ブック・レビュー お茶の時間にでものんびり読める多彩なエッセイ

 『こころのこまど』
鷹取裕成
チャペル・こひつじ牧師、プレイズ・チャペル・いずみ兼任

ホサナ・キリスト教会牧師、辻川宏さんの『こころのこまど』が出版されました。辻川さんのことはかなり前から、同じ堺市内の教会の牧師ということで存じていましたが、親しくなったのは、その教会を退職して、三国ヶ丘駅前で現在の教会を始められてからでした。
ゼロからの開拓伝道で援助もなく、ホサナ印刷を開業して必要をまかない、日曜日にはその場所で礼拝をするというように自給伝道をしておられました。ひとり、またひとりと集う人たちが加えられ、温かい教会ができています。私も近くで同時期に開拓伝道をしましたので、親近感を持ち、メッセージをお願いしたり、いろいろ協力し合っていますが、とても輝いておられるように思います。
さて、本書は軽くさわやかなエッセイで、とても読みやすいものです。どのページにも、辻川さんの長い人生と信仰がにじみ出ていて、聖書の話あり、経験談あり、生活の知恵あり、家庭訓あり、トリビアあり、音楽の話あり、科学の話あり、動物の話ありとバラエティに富んでいます。
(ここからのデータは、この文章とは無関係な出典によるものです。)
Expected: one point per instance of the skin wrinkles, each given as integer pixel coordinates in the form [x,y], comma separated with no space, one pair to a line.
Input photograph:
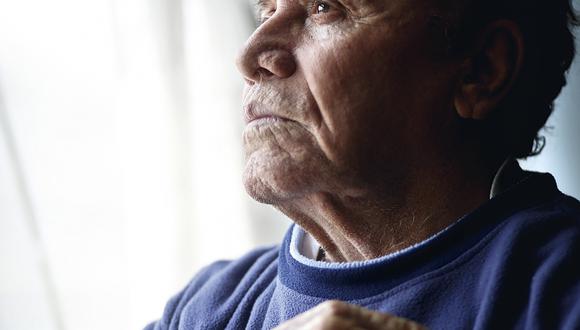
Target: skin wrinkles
[370,145]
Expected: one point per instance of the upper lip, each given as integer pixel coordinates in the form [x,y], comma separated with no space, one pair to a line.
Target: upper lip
[254,110]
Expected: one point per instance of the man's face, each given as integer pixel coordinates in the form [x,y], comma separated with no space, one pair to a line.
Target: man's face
[341,94]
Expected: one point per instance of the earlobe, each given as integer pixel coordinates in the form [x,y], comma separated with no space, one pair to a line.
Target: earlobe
[489,73]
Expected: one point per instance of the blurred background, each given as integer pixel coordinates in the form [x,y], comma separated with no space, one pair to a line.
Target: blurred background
[120,156]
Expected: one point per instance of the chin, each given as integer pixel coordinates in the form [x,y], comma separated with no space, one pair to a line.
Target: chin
[271,183]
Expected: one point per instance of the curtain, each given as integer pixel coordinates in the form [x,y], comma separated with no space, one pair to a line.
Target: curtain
[120,156]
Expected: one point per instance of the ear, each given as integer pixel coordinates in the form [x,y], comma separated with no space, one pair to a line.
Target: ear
[491,70]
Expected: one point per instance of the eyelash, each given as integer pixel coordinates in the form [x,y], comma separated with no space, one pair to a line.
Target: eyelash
[313,10]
その中で、心に残ったものをひとつご紹介したいと思います。「お金より大切なもの」というテーマで、生家で金銭問題に悩まされた自らの経験を語り、アルネー・ガーボルグによる「お金」という詩と、お金の恐ろしい魔力についての聖書のことばとして、テモテへの手紙第一6章7~10節を挙げています。
「お金で食物を買えても お金では食欲は買えない。
お金で薬は買えても お金では健康は買えない。
お金でベッドは買えても お金では安眠は買えない。
お金で知識は買えても お金では知恵は買えない。
お金で化粧品は買えても お金では美しさは買えない。
お金で快楽を買えても お金では喜びは買えない。
お金で友達を得られても お金では真の友情は得られない。
お金で使用人を雇えても お金では彼らの忠実さは得られない」(七〇頁)
午後のお茶の時間に気楽に読まれてはいかがでしょうか。